Negli eventi, Dio consegna agli uomini le sue volontà visibili, testo oscuro scritto in una lingua misteriosa e gli uomini ne fanno subito varie traduzioni; traduzioni frettolose, scorrette, piene d’errori, di lacune e di controsensi. Sono poche le menti che comprendono la lingua divina.3
Cullato da una sorta di mormorio, Lucien si assopisce in fretta. Si ritrova a piedi nudi in riva al mare. C’è una bella luce, il sole è alto. L’azzurro dell’acqua scintilla sotto il sartiame. C’è una ragazza, al suo fianco: cammina con lui, tenendolo per mano. Gli sorride. Lui avverte una sensazione di benessere. Non ha più paura del nero. La ragazza abbassa lo sguardo, e lui non ha più paura di non poterla vedere, un giorno.
Di tanto in tanto, le sue dita delicate gli accarezzano il palmo della mano. Tutt’intorno, ci sono bambini che giocano; altri, più in là, fanno il bagno. Ancora pochi passi e anche loro due raggiungeranno l’acqua. Il mormorio si fa più vicino: è il mormorio delle onde, una musica che suo padre non ha mai suonato in chiesa.
Lucien si sveglia. Si sveglia nel buio del confessionale. La ragazza non c’è più. Il libro gli è caduto per terra. Richiude gli occhi. Deve assolutamente tornare in quel sogno. Ma non funziona. Non ci si può rituffare in un sogno come si fa coi libri. E poi c’è quel respiro, in chiesa. Sulle prime gli sembra un insetto, un fremito di ali contro le vetrate. Invece è un mormorio. Il mormorio delle onde, il mormorio del sogno. Qualcuno sta sussurrando. Lucien apre la porta del confessionale e scorge un’ombra inginocchiata a pochi metri da lui.
Si avvicina. Si avvicina all’ombra nello stesso modo in cui, nel sogno, si avvicinava al mare. E, più si avvicina, più le parole mormorate diventano chiare: «Leggere... gnami leggere... gnami. A leggere. Insegnami a leggere. Insegnami a leggere».
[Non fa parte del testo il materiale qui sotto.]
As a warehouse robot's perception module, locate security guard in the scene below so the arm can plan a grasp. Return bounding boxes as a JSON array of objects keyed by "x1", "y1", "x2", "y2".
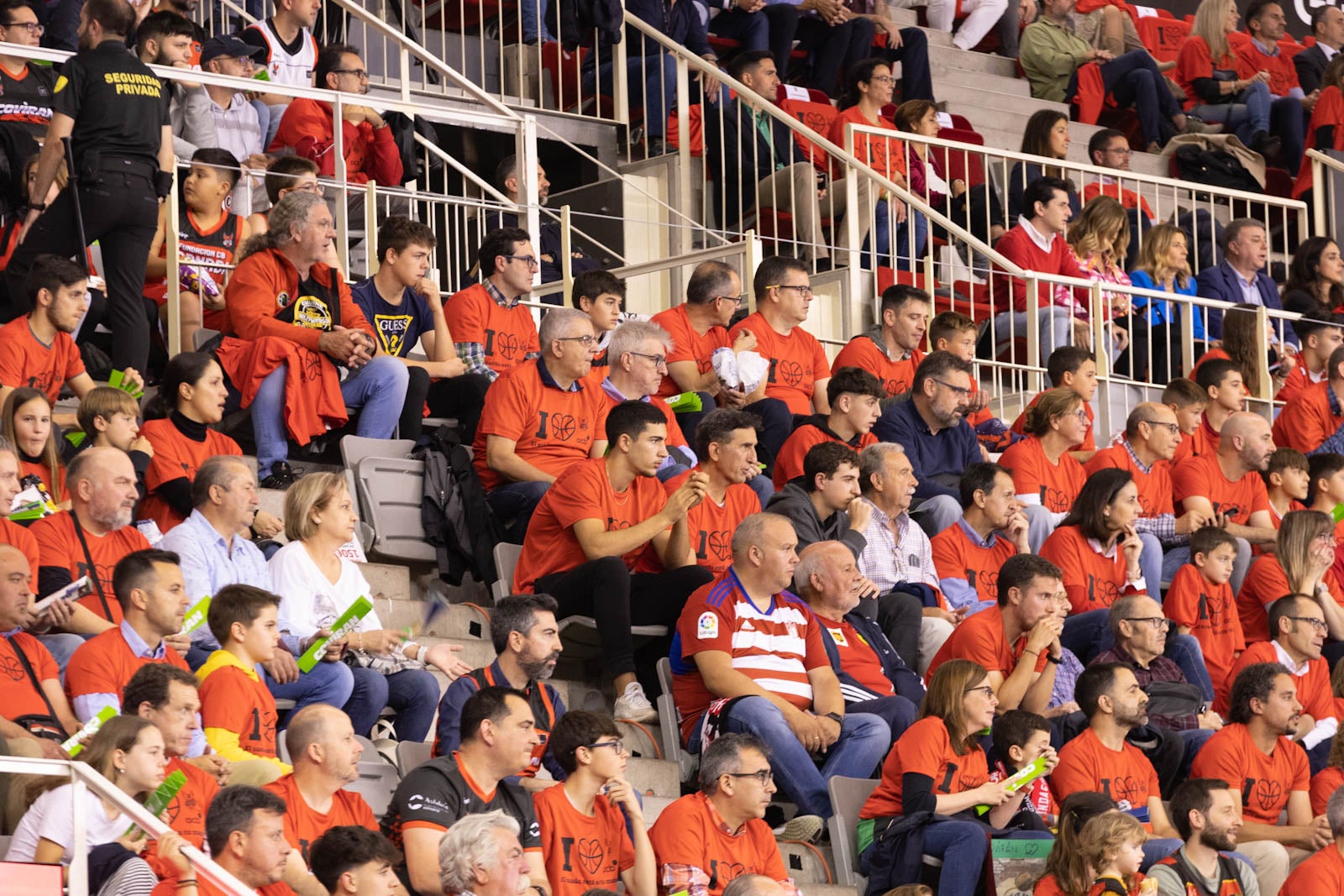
[{"x1": 5, "y1": 0, "x2": 173, "y2": 371}]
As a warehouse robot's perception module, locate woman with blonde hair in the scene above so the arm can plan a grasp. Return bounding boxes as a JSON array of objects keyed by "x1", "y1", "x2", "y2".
[
  {"x1": 1172, "y1": 0, "x2": 1284, "y2": 159},
  {"x1": 1129, "y1": 224, "x2": 1208, "y2": 385},
  {"x1": 1068, "y1": 196, "x2": 1147, "y2": 376},
  {"x1": 858, "y1": 659, "x2": 1055, "y2": 893},
  {"x1": 267, "y1": 473, "x2": 470, "y2": 740}
]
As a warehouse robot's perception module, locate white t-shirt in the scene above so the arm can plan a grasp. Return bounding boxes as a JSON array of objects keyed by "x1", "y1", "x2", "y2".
[
  {"x1": 5, "y1": 784, "x2": 134, "y2": 865},
  {"x1": 267, "y1": 542, "x2": 383, "y2": 639}
]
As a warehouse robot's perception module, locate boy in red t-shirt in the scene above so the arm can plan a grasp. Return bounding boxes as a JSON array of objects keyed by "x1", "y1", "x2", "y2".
[
  {"x1": 1163, "y1": 525, "x2": 1246, "y2": 693},
  {"x1": 533, "y1": 710, "x2": 657, "y2": 896},
  {"x1": 197, "y1": 584, "x2": 289, "y2": 780}
]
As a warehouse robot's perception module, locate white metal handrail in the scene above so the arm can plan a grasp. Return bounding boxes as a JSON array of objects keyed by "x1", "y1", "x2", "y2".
[{"x1": 0, "y1": 757, "x2": 254, "y2": 896}]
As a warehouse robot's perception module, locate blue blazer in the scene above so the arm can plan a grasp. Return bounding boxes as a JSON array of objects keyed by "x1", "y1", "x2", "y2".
[{"x1": 1194, "y1": 260, "x2": 1292, "y2": 341}]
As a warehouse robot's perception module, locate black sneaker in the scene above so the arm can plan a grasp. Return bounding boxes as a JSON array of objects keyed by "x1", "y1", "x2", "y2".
[{"x1": 258, "y1": 461, "x2": 304, "y2": 491}]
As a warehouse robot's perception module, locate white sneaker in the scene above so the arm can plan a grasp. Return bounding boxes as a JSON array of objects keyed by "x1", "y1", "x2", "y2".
[{"x1": 613, "y1": 681, "x2": 659, "y2": 721}]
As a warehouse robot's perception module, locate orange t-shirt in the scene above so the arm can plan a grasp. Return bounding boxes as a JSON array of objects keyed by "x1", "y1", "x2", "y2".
[
  {"x1": 649, "y1": 302, "x2": 731, "y2": 398},
  {"x1": 66, "y1": 626, "x2": 191, "y2": 700},
  {"x1": 513, "y1": 458, "x2": 668, "y2": 594},
  {"x1": 257, "y1": 773, "x2": 378, "y2": 896},
  {"x1": 649, "y1": 793, "x2": 789, "y2": 896},
  {"x1": 1050, "y1": 728, "x2": 1161, "y2": 827},
  {"x1": 472, "y1": 360, "x2": 606, "y2": 490},
  {"x1": 0, "y1": 516, "x2": 42, "y2": 577},
  {"x1": 659, "y1": 470, "x2": 761, "y2": 578},
  {"x1": 925, "y1": 605, "x2": 1046, "y2": 684},
  {"x1": 858, "y1": 716, "x2": 990, "y2": 818},
  {"x1": 999, "y1": 435, "x2": 1087, "y2": 513},
  {"x1": 31, "y1": 511, "x2": 150, "y2": 625},
  {"x1": 1236, "y1": 553, "x2": 1344, "y2": 643},
  {"x1": 1278, "y1": 844, "x2": 1344, "y2": 896},
  {"x1": 18, "y1": 457, "x2": 69, "y2": 504},
  {"x1": 1171, "y1": 35, "x2": 1236, "y2": 109},
  {"x1": 197, "y1": 652, "x2": 277, "y2": 759},
  {"x1": 831, "y1": 333, "x2": 924, "y2": 395},
  {"x1": 1193, "y1": 723, "x2": 1306, "y2": 822},
  {"x1": 1040, "y1": 525, "x2": 1138, "y2": 612},
  {"x1": 0, "y1": 631, "x2": 60, "y2": 719},
  {"x1": 533, "y1": 784, "x2": 634, "y2": 896},
  {"x1": 1084, "y1": 445, "x2": 1176, "y2": 517},
  {"x1": 728, "y1": 312, "x2": 831, "y2": 414},
  {"x1": 1274, "y1": 383, "x2": 1344, "y2": 454},
  {"x1": 774, "y1": 418, "x2": 878, "y2": 489},
  {"x1": 1172, "y1": 454, "x2": 1268, "y2": 527},
  {"x1": 930, "y1": 521, "x2": 1017, "y2": 600},
  {"x1": 1012, "y1": 390, "x2": 1097, "y2": 451},
  {"x1": 139, "y1": 418, "x2": 244, "y2": 535},
  {"x1": 1310, "y1": 766, "x2": 1344, "y2": 816},
  {"x1": 1214, "y1": 641, "x2": 1344, "y2": 721},
  {"x1": 0, "y1": 316, "x2": 85, "y2": 405},
  {"x1": 444, "y1": 284, "x2": 542, "y2": 374},
  {"x1": 1163, "y1": 563, "x2": 1246, "y2": 692}
]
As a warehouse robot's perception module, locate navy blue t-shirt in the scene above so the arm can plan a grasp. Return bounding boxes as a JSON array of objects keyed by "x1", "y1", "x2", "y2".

Ormai Lucien è dietro l’ombra raccolta in preghiera. Lei si gira, lo fissa a lungo. È la ragazza del sogno. La ragazza che poco prima aveva abbassato gli occhi accanto alla donna con l’abito color malva. Il suo volto è parzialmente illuminato da tre candele, una delle quali è quasi completamente consumata. Somiglia un po’ a una delle ragazze del bordello di Autun. Lucien non sa nemmeno perché gli sia venuta in mente quella prostituta. Nel buio di una chiesa, la sua mente va al bordello di Autun, dentro una casa che, vista da fuori, sembra una casa qualsiasi. Ci sono persino i fiori alle finestre. Là dentro lui non chiude gli occhi: osserva i corpi delle ragazze. Proprio come adesso contempla la ragazza inginocchiata pochi metri davanti a sé.
Non ha il coraggio di guardarla negli occhi. Come se avesse paura di bruciarsi. Le guarda le mani. Le mani che lei tiene giunte.
«Perché stai chiedendo alle candele d’insegnarti a leggere?»